Do You Need to SORN a Scrapped Car? 

Legally, you are allowed to scrap a car before it is SORNed. That means that you can drive it to the scrapping centre. After the car is destroyed, you will be given a Certificate of Destruction (there is often a seven day waiting period for this paperwork). That certificate will mean that the vehicle's details have been updated on DVLA records. However, you will still need to send off all of the necessary paperwork to the DVLA. 

It's worth remembering that you are allowed to remove car parts before it gets scrapped. If there are any particularly expensive parts that you can sell on, it's worth removing them before the vehicle is destroyed. However, removing car parts requires a SORN declaration beforehand.
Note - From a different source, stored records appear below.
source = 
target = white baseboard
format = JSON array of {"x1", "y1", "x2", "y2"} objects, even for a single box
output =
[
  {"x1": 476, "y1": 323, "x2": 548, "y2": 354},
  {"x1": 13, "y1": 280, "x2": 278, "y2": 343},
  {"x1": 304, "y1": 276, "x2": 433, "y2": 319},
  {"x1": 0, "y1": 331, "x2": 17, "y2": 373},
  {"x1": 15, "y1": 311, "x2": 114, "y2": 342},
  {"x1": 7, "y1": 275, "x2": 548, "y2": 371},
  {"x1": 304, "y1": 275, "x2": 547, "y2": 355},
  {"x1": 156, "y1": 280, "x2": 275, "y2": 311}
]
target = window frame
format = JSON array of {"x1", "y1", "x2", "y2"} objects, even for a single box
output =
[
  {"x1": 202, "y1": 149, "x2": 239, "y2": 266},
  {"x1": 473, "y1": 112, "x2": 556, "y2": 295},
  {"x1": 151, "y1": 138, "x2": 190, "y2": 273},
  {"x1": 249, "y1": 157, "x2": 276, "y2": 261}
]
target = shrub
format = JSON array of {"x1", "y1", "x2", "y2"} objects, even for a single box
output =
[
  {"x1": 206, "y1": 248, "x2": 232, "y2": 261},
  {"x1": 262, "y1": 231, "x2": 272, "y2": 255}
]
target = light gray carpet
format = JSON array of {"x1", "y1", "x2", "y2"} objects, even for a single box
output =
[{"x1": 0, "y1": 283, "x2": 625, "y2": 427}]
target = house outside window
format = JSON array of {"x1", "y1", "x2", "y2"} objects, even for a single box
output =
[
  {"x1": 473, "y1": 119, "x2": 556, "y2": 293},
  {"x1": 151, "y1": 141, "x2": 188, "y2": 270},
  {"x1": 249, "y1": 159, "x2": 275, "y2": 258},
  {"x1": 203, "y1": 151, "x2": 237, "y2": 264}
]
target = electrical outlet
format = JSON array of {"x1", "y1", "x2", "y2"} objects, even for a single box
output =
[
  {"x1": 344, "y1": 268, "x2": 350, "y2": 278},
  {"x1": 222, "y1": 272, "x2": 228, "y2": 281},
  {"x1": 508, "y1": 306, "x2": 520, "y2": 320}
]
Do you need to SORN to scrap a car?

There are some clearly identified situations where you must declare a SORN. The more that you know about those circumstances, the less risk there is of getting hit with a fine from the DVLA. You need to SORN your vehicle if:

  • You are keeping a car on private property with no intention of driving it. However, that car is not allowed to be parked on a public road. It needs to be kept on your driveway or in a garage for as long as you keep it SORNed. 
  • You are salvaging any parts from your car that will tend to leave it unsuitable for driving. That means you have to time your parts removal well. It is often best to wait until you get to a scrapyard before removing the parts that you want to keep. 
  • If your car is uninsured, then you need to apply for SORN, also. Driving a car without insurance is illegal, so by not renewing your insurance, you are effectively declaring that your car is unfit to drive. That means SORN must be declared, even if the vehicle is only going to be insured for a short time.

Scrapping a car is quick and simple, but it's important to know where you stand legally. With the strict fines and potential penalties of driving a car illegally, always make sure that you are following the rules of the road before you get behind the wheel.